October 7, 201015 yr HiObviously an empty SSD is faster than one that contains data, but this "slowdown" tends to plateau in use and is still much faster than a conventional HDD. TRIM and GC obviosly help. IMHO I would say that you have to get to well over 90% full to see a significant loss in any performance due to the fact that the SSD controller usually needs approximately 10% of the drive free to swap files in and out when when writing and obviously if it doesn't have that buffer performance may drop! Just a thought.RegardsPeterH
October 7, 201015 yr It doesn't make any sense at all that a memory addressing controller would changes it's speed no matter how much or little data is on the SSD. You don't have to move memory around on a SSD in order to get to files.... Pure Bogus ... it is the same thing as defragging a SSD drive to optimize performance... pure poppycock ....

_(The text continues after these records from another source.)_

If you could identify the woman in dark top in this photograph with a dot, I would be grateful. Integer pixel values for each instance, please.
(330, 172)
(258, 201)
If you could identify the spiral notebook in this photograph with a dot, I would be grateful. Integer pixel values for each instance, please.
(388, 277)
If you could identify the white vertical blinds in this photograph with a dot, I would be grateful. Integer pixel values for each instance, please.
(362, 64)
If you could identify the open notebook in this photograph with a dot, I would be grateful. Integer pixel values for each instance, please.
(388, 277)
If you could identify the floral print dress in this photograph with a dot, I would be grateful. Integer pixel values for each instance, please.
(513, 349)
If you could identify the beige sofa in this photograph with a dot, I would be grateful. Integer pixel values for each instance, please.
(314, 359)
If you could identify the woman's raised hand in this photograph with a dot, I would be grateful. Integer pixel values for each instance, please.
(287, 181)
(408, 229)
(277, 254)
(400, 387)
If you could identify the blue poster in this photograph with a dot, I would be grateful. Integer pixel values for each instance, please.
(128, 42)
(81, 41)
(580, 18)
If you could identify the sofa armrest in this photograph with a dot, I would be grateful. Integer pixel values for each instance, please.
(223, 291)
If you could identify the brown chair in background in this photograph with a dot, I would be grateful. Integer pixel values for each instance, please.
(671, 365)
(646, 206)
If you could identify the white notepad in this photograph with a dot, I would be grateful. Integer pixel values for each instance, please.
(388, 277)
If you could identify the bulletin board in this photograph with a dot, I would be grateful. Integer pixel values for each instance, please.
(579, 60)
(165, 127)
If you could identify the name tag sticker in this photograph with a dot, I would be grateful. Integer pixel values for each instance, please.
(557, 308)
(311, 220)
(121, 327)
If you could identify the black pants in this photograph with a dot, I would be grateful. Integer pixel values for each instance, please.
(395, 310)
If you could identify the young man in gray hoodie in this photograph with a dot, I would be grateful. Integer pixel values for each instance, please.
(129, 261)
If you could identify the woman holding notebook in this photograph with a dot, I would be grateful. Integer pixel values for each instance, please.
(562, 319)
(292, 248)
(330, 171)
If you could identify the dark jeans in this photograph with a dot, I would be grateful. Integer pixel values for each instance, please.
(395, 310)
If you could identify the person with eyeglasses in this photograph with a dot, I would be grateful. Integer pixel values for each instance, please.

October 8, 201015 yr Author Thanks for comments all. One thing I have read, is that SSD's performance tends to degrade over time, if many write ops are done to the drive. See the following article for interesting refernece:http://macperformanceguide.com/Storage-SSD-Reconditioning.htmlGood thing we FS guys have a lot of reads, and not as many writes, compared to some apps. Rhett 7800X3D ♣ 96 GB G.Skill Flare ♣ Gigabyte 4090 ♣ Crucial P5 Plus 2TB
October 8, 201015 yr SSDs implementing the TRIM command no longer slow down after ultiple writes. Newer OSs like Windows 7 automatically TRIM SSDs, whilo for older OSs the user must launch an SSD Utility to TRIM the SSD.Cheers,- jahman.